By Lena Williams, Guild-CWA :: Don’t blame the police for the recent rise in violent crime. It’s our own fault, or so FBI Director James B. Comey would have us believe.
In Comey’s opinion, increased public scrutiny has made police reluctant to carry out their sworn duty to protect and defend the people whose taxpayer dollars pay their salaries.
Commenting on the spike of criminal activity in some major cities, Comey pointed an accusatory finger at everyone from mainstream and social media to activist groups such as Black Lives Matter to anyone with the audacity to use their cell phone cameras to document police behavior.
He made his remarks in an Oct. 23 speech at the University of Chicago Law School, saying police and communities of color are “arcing away” from each other under public scrutiny.
“Each time someone interprets ‘hashtag Black Lives Matter’ as anti-law enforcement, one line moves away and each time someone interprets ‘hashtag Police Lives Matter’ as anti-black, the other line moves away,” Comey said.
“And just as those lines are arcing away, and maybe, just maybe, because those lines are arcing away from each other, we have a crisis of violent crime in some of our major cities in this country and in those cities in some of our most vulnerable neighborhoods.”
Comey acknowledged that cheaper drugs and easier access to guns are also likely causes of the rise in crime.
But he still thinks the real problem is that some officers are looking the other way, failing to pursue suspects and enforce the law, because they feel maligned, misunderstood and unappreciated by the public. After all, he’s talked to “many police officers” who’ve told him so.
While Comey may have anecdotes, he has no evidence to support his hypothesis. But that didn’t stop him from reiterating his claim this week in front of the International Association of Chiefs of Police in Chicago.
“In today’s YouTube world, are officers reluctant to get out of their cars and do the work that controls violent crime?” Comey said. “Are officers answering 911 calls but avoiding the informal contact that keeps bad guys standing around, especially with guns?”
When someone frames a theory in question form, it’s a huge red flag that there’s little or no supporting evidence.
Comey’s theory has been dubbed the “Ferguson effect,” the idea that police officers are avoiding aggressive tactics because they fear repercussions or the prospect of criminal charges.
The Ferguson effect has been bandied about in law enforcement circles since the a white police
officer fatally shot a young unarmed black man in Ferguson, a St. Louis suburb, in August 2014. The protests that began in Ferguson and spread across the country gave birth to the Black Lives Matter movement.
In metropolitan St. Louis, homicides spiked by nearly 50 percent in the first half of 2015. Another spike was recorded in Baltimore in May, a month after a young black man, Freddy Gray, died of injuries sustained in police custody.

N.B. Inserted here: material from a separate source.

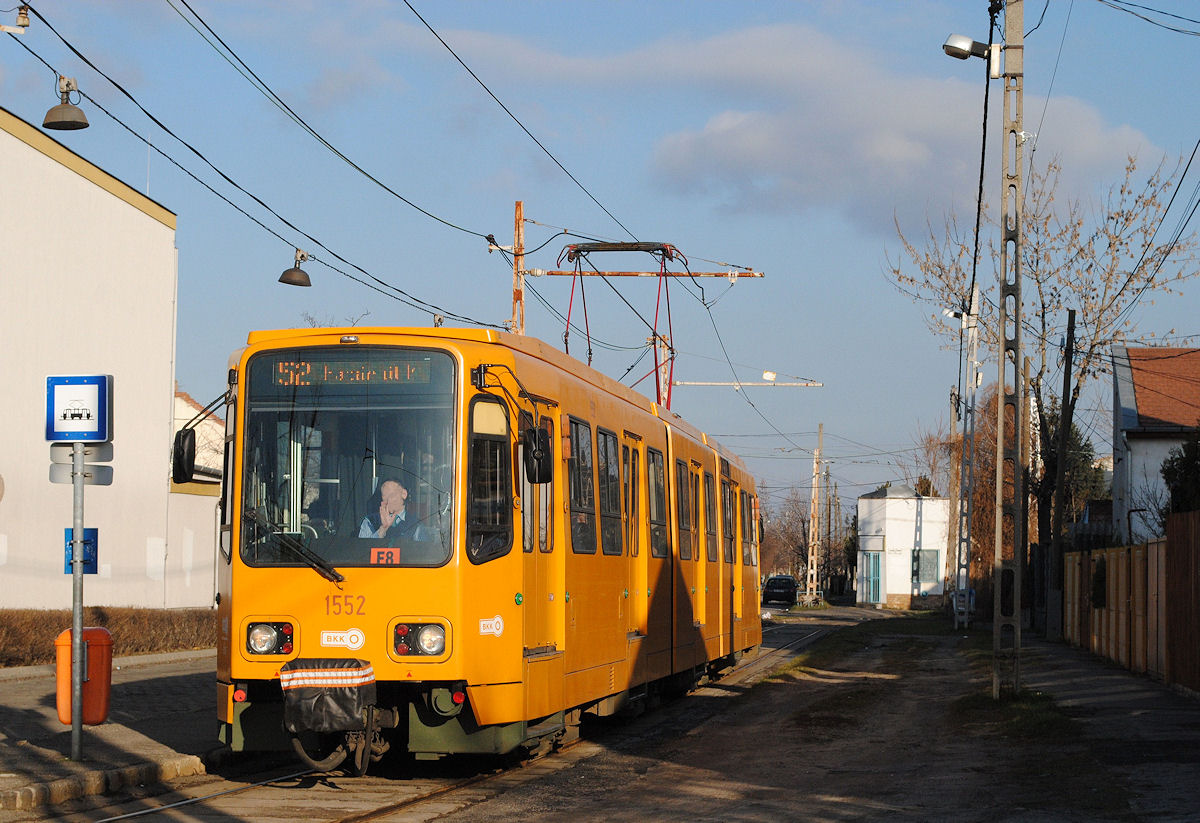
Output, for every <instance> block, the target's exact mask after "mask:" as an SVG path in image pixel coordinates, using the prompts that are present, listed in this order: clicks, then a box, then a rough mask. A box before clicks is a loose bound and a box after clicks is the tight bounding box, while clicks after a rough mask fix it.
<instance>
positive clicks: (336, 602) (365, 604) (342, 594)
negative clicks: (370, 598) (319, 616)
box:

Baltimore had 43 homicides in May, making it the deadliest month in 40 years. The week of May 3, the city’s police made a total of 319 arrests, down 61 percent from last year.
Given those numbers, it’s not hard to understand how people might draw a cause-and-effect conclusion. But many other factors, unrelated to the shootings and public reponse, could be responsible. Right now, people are guessing. And even educated guesses are often wrong.
Comey should have known better. After all, the FBI does the country’s most comprehensive collection and analysis of crime data. At the Bureau, statistics matter.
DOJ officials – Comey’s bosses — were said to be infuriated by his remarks. And at a White House, press briefing, Press Secretary Josh Earnest distanced the administration from Comey’s theory.
“The evidence we’ve seen so far doesn’t support the contention that law enforcement officials are somehow shirking their responsibility, and in fact you’ve seen law enforcement leaders across the country indicating that’s not what’s taking place,” Earnest said.
While throwing activists and cell phone videographers under the bus, it seems Comey never considered that he was also disrespecting police officers who may have done nothing wrong.
He effectively accused them of violating their oath of office, impugning the reputation of the many officers who are doing their jobs honorably, despite any fears.
You might say it’s Comey who violated his oath: He swore to “support and defend the Constitution” then criticized those citizens who are exercising their First Amendment rights when they record police activity in public.
Since Comey feels free to share his theories, I’ll share mine: All his comments have managed to do is exacerbate tensions between the police and the people they serve.